The director of Nuevo Arco Iris, Leon Valencia--who is also a former ELN guerrilla-- believes that although the Marcha Patriotica’s most prominent figures and many others in the movement share little more than a platform of social change with the guerrillas, members who come from the parts of the country controlled by the rebels have direct ties. “It is evident that behind this there is support from these insurgent organizations – it is in inarguable,” he said. “They are directly influenced by them; they have lived with them all their lives,” he added.

However, Valencia believes these connections could represent Colombia’s best chance for a new peace process. “What is good about this is that there is a movement of the insurgency that wants to open a political space to bring it to peace,” he said. “These political spaces work to pull the armed guerrillas into civilian life,” he added.

Valencia believes the success of the movement and, ultimately, of any peace process lies with being able to learn from past mistakes, especially from the Union Patriotica tragedy. “We have to hope that first, the state respects this civil and political movement from the zones and with the leaders and people who have an ideological connection or sympathy for the guerrillas,” he said, “and also to hope that the guerrillas are not so stupid this time as to support a civil and political movement but not use it for a peace process.”

For negotiations to have any chance of success, Valencia believes, the Marcha Patriotica must be protected and allowed the freedom to develop. “If you close the political doors on the guerrillas then the war is going to continue,” he said. “On the contrary, the job of the state is to protect this political movement and create the possibility that these politics grow, and, at the same time, start a direct peace negotiation process with the guerrillas.”

A Movement Dependent On Peace

While a negotiated peace is at the core of the Marcha Patriotica’s platform, it is far from its only objective and the movement’s wider aim remains a broad transformation of a Colombian society that remains one of the world’s most unequal.

However, the measure of its success will remain tied to a peace process that is dependent on warring parties with a shared history rife with paranoia and mistrust.
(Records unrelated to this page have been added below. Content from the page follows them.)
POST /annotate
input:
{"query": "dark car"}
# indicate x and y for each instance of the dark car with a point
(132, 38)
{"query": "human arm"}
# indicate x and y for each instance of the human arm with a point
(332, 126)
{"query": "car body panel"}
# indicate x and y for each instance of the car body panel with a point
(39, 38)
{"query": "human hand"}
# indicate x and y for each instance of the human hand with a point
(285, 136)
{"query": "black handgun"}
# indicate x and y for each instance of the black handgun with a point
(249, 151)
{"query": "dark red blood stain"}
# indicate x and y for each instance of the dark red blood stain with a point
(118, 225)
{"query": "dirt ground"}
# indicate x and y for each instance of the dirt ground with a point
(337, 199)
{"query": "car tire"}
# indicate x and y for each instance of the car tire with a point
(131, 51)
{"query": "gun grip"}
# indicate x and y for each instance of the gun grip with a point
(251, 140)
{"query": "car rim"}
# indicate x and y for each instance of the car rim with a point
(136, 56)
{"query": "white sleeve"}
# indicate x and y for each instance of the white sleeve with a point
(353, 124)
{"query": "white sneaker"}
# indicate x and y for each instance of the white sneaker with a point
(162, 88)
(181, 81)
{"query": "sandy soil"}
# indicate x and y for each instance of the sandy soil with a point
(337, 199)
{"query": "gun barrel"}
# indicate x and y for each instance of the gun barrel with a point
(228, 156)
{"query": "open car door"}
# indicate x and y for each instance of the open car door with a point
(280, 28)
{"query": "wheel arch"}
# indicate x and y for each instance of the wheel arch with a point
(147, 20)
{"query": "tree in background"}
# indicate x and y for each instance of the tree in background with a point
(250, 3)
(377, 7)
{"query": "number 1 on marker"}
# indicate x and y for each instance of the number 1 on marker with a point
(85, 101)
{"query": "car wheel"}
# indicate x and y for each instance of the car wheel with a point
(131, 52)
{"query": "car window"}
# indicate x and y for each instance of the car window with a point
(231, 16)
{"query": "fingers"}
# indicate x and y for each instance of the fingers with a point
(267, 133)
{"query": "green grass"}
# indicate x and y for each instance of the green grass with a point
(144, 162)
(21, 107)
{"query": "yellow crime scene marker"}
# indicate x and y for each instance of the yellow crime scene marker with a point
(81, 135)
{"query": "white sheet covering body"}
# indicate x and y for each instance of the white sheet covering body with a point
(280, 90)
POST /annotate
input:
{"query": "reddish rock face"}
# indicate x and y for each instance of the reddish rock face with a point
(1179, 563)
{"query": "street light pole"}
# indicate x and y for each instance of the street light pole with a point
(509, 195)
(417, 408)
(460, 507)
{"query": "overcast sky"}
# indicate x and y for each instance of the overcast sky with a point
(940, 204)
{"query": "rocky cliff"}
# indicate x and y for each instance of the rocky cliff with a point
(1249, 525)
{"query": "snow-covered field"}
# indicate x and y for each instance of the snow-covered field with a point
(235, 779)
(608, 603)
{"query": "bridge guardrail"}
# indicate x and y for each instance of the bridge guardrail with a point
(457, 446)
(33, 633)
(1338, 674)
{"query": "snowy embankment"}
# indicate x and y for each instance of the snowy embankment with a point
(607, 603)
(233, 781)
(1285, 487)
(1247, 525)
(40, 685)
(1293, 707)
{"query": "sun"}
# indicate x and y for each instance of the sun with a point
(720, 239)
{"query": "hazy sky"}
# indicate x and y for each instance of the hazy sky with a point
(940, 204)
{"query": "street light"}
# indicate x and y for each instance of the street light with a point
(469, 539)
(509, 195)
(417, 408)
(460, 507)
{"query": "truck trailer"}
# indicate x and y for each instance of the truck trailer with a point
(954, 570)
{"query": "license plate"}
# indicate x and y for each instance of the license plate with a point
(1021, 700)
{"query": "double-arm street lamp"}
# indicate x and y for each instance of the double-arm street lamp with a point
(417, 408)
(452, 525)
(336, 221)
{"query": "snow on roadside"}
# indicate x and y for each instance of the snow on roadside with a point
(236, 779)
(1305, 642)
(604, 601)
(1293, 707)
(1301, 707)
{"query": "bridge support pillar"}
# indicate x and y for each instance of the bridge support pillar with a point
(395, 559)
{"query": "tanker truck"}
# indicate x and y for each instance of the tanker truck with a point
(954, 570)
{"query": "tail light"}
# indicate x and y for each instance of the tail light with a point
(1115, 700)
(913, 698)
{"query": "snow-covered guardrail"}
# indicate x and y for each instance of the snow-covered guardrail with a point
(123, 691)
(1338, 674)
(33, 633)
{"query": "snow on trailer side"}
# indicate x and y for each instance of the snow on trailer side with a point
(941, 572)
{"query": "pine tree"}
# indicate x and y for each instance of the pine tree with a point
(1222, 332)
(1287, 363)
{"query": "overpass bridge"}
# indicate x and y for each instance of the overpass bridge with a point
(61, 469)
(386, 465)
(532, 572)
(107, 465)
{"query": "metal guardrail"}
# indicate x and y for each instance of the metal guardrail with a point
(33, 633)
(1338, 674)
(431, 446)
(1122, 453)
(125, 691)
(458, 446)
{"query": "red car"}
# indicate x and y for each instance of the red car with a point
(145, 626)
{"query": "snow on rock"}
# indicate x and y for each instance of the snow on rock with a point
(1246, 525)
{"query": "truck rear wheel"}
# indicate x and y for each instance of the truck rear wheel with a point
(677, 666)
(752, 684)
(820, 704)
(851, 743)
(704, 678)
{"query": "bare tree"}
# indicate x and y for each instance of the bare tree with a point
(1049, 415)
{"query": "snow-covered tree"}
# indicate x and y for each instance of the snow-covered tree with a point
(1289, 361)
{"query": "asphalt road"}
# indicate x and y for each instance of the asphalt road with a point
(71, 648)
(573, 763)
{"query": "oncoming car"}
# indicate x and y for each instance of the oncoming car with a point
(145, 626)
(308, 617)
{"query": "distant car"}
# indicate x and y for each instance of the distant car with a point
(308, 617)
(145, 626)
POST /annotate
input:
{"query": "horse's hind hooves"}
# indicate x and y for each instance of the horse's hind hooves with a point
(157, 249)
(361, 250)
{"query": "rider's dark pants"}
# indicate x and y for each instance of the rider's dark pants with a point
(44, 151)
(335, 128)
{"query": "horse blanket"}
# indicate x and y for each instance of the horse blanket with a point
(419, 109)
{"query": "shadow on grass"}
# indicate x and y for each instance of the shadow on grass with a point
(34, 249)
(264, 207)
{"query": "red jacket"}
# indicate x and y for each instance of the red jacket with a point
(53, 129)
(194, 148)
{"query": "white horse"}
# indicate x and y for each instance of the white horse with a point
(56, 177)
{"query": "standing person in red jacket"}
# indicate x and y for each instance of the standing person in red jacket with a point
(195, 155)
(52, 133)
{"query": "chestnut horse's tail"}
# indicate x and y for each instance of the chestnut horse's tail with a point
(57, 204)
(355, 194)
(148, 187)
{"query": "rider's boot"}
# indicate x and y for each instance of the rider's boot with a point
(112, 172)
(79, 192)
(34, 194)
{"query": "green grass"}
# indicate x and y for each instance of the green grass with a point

For Ivan Cepeda, the ability of the Marcha Patriotica to bring a political alternative to Colombia hinges on bringing those parties together. “The sectors that the Marcha Patriotica represents are located in the geographical zone of the armed conflict, so it is very important the peace process begins because this would open the door to political participation for these rural sectors,” he said. “If it can open a peace process,” he added, “that is the indispensable condition for the Marcha Patriotica to go forward.”